In Davis, Miles; Troupe, Quincy (1989). Miles: The Autobiography. Simon and Schuster. ISBN 0-671-63504-2., Kirchner, Bill (1997). Kirchner, Bill. ed. A Miles Davis reader. Smithsonian Readers in American Music. Smithsonian Institution Press. p. 255., and Giddins, Gary (1998). Visions of Jazz: The First Century. Oxford University Press. p. 347. ISBN 9780199715206.
When you are creating your own shit, man, even the sky ain't the limit.
Davis, Miles; Troupe, Quincy (1990). Miles. Simon and Schuster. p. 206. ISBN 9780671725822.; also in Carner, Gary (1996). Carner, Gary. ed. The Miles Davis companion: four decades of commentary. Schirmer Books. p. 218. ISBN 9780028646121.
Davis was questioning the increasing length of John Coltrane solos, and Trane answered "I don't know how to stop."
Don't play what's there, play what's not there.
In SPIN (December 1990). p. 30, and in many other sources, but I can't find the original one.
A legend is an old man with a cane known for what he used to do. I'm still doing it.
On being called a legend.
Quoted in International Herald Tribune (17 July 1991); also in: Shapiro, Fred R., ed (2006). The Yale Book of Quotations. Yale University Press. p. 189. ISBN 9780300107982.
In Garment, Leonard (2001). Crazy Rhythm: From Brooklyn and Jazz to Nixon's White House, Watergate, and Beyond. Da Capo Press. p. 406. ISBN 9780786752270., Szwed, John (2012). So What: The Life of Miles Davis. Random House. ISBN 9781448106462., , and in many other books
It's that goddamned motherfucking 'Machine Gun.'
Charles R. Cross, Room Full of Mirrors: A Biography of Jimi Hendrix (2005), ISBN 1-4013-0028-6.

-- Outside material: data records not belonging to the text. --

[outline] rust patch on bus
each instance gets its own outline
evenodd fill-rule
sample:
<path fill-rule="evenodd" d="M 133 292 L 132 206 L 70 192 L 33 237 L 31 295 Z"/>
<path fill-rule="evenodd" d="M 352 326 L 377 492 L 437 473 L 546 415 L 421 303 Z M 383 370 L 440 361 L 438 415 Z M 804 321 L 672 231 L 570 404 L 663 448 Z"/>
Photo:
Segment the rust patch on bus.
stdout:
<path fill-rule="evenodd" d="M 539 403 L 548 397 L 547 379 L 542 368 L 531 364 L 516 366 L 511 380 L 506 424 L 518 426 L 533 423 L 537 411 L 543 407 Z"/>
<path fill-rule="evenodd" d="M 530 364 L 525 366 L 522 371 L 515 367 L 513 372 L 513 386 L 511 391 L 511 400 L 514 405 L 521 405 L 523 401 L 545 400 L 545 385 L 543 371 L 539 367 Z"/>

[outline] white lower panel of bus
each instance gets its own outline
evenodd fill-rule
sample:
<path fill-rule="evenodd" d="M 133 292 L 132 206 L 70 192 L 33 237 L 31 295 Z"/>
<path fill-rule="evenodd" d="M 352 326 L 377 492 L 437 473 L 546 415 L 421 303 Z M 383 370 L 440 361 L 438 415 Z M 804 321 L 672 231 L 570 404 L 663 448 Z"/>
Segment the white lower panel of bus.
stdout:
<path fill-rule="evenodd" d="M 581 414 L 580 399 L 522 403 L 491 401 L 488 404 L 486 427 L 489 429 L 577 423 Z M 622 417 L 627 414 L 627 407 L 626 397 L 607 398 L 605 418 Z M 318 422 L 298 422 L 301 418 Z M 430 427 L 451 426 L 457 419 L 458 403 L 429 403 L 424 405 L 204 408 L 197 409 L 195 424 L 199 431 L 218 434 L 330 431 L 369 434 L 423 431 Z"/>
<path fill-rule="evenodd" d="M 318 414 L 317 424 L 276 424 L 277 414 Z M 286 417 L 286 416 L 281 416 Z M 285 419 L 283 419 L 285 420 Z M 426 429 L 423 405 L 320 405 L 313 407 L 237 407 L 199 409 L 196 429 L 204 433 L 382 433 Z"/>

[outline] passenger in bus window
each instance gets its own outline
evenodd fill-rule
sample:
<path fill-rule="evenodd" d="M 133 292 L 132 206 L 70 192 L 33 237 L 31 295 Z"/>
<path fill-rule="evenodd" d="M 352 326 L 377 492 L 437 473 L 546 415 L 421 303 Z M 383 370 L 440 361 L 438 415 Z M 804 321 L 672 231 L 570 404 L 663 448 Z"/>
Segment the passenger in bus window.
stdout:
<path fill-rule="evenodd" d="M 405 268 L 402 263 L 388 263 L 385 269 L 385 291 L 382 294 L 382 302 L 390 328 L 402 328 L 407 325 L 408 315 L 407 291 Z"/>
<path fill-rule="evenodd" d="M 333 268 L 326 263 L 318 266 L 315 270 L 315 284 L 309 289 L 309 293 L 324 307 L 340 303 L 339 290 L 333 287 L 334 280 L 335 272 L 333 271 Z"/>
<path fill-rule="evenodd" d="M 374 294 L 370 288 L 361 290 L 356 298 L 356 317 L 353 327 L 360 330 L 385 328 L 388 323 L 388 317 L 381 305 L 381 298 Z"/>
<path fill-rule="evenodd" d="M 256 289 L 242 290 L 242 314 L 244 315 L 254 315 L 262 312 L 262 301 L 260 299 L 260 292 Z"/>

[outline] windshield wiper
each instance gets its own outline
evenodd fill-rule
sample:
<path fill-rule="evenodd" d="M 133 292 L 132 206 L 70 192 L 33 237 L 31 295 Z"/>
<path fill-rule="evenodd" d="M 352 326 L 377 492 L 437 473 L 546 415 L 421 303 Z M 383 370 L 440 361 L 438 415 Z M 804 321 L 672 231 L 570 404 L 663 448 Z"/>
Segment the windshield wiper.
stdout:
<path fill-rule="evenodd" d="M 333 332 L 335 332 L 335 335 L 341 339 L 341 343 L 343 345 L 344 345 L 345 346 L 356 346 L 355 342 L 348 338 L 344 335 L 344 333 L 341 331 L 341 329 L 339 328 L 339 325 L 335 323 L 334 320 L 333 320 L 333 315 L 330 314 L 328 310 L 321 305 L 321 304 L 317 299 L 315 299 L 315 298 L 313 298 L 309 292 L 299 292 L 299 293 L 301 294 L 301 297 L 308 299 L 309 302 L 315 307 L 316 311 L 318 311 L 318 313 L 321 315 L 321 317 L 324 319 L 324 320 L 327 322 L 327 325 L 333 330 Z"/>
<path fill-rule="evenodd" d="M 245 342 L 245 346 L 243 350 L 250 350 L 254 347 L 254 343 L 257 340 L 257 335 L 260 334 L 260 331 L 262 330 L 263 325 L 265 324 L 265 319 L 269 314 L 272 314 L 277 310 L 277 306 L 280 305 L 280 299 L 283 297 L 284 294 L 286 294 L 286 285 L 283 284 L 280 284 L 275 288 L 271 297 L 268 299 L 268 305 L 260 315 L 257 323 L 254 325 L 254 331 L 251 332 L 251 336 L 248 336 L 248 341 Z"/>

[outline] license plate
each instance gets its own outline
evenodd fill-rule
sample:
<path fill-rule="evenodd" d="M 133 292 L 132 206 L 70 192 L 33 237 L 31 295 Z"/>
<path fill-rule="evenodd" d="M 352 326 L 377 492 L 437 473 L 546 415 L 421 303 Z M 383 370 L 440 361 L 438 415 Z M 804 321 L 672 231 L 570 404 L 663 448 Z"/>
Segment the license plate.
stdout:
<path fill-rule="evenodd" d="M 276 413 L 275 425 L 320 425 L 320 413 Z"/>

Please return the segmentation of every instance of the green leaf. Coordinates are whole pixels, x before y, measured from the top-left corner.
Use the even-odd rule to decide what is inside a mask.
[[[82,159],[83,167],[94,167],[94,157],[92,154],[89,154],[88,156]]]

Davis' response when questioned on what he heard in the music of Jimi Hendrix.
He could very well be the Duke Ellington of Rock 'n' Roll.
In Werner, Craig Hansen (2006). A Change is Gonna Come: Music, Race & the Soul of America. University of Michigan Press. p. 53. ISBN 9780472031474. as: he can be the Duke Ellington of our times.
And in Paul Maher, Michael K. Dorr, ed (2009). Miles on Miles: Interviews and Encounters with Miles Davis. Musicians in Their Own Words Series. Chicago Review Press. p. 262. ISBN 9781556527067. as: Do you know who Prince kinda reminds me of, particularly as a piano player? Duke! Yeah, he's the Duke Ellington of the eighties to my way of thinking.
(Bill Evans talking about Miles Davis's change of style to jazz fusion) I would like to hear more of the consummate melodic master, but I feel that big business and his record company have had a corrupting influence on his material. The rock and pop thing certainly draws a wider audience. It happens more and more these days, that unqualified people with executive positions try to tell musicians what is good and what is bad music. It’s tempting for the musican to prejudice his own views when recording opportunities are so infrequent but I for one am determined to resist the temptation.